Jazzer supports fuzzing of native libraries loaded by the JVM, for example via `System.load()`.
For the fuzzer to get coverage feedback, these libraries have to be compiled with `-fsanitize=fuzzer-no-link`.

Additional sanitizers such as AddressSanitizer or UndefinedBehaviorSanitizer are often desirable to uncover bugs inside the native libraries.
The required compilation flags for native libraries are as follows:
- *AddressSanitizer*: `-fsanitize=fuzzer-no-link,address`
- *UndefinedBehaviorSanitizer*: `-fsanitize=fuzzer-no-link,undefined` (add `-fno-sanitize-recover=all` to crash on UBSan reports)

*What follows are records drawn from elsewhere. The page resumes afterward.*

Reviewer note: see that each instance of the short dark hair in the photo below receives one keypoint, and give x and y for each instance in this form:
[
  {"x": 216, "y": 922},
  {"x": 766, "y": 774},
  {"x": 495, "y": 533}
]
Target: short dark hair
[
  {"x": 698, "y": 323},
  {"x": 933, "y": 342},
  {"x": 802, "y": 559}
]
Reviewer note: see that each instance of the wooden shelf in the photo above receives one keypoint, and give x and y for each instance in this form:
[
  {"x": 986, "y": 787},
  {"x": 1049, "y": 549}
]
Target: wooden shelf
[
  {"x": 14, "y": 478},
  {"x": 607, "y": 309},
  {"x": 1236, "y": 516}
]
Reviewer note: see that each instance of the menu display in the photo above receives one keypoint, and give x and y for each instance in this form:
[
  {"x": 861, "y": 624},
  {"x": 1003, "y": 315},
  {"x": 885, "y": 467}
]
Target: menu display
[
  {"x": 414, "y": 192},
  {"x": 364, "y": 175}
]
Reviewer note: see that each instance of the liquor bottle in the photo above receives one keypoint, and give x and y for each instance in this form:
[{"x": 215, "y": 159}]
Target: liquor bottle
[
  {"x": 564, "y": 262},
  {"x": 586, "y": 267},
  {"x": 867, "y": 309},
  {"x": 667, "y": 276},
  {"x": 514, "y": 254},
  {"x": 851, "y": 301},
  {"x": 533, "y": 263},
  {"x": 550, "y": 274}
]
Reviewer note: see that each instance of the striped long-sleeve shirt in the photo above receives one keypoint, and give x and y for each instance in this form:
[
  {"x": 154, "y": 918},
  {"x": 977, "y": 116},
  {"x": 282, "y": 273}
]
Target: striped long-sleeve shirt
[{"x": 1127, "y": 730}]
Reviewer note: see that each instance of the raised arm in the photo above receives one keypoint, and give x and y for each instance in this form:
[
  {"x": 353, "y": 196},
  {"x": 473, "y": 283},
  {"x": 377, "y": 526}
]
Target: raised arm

Then, start Jazzer with `--asan` and/or `--ubsan` to automatically preload the sanitizer runtimes.
Jazzer defaults to using the runtimes associated with `clang` on the `PATH`.
If you used a different compiler to compile the native libraries, specify it with `CC` to override this default.
If no compiler is available in your runtime environment (e.g. in OSS-Fuzz) but you have a directory that contains the required sanitier libraries, specify its path in `JAZZER_NATIVE_SANITIZERS_DIR`.

**Note:** On macOS, you may see Gatekeeper warnings when using `--asan` and/or `--ubsan` since these flags cause the native sanitizer libraries to be preloaded into the codesigned `java` executable via `DYLD_INSERT_LIBRARIES`.

Sanitizers other than AddressSanitizer and UndefinedBehaviorSanitizer are not yet supported.
Furthermore, due to the nature of the JVM's GC, LeakSanitizer reports too many false positives to be useful and is thus disabled.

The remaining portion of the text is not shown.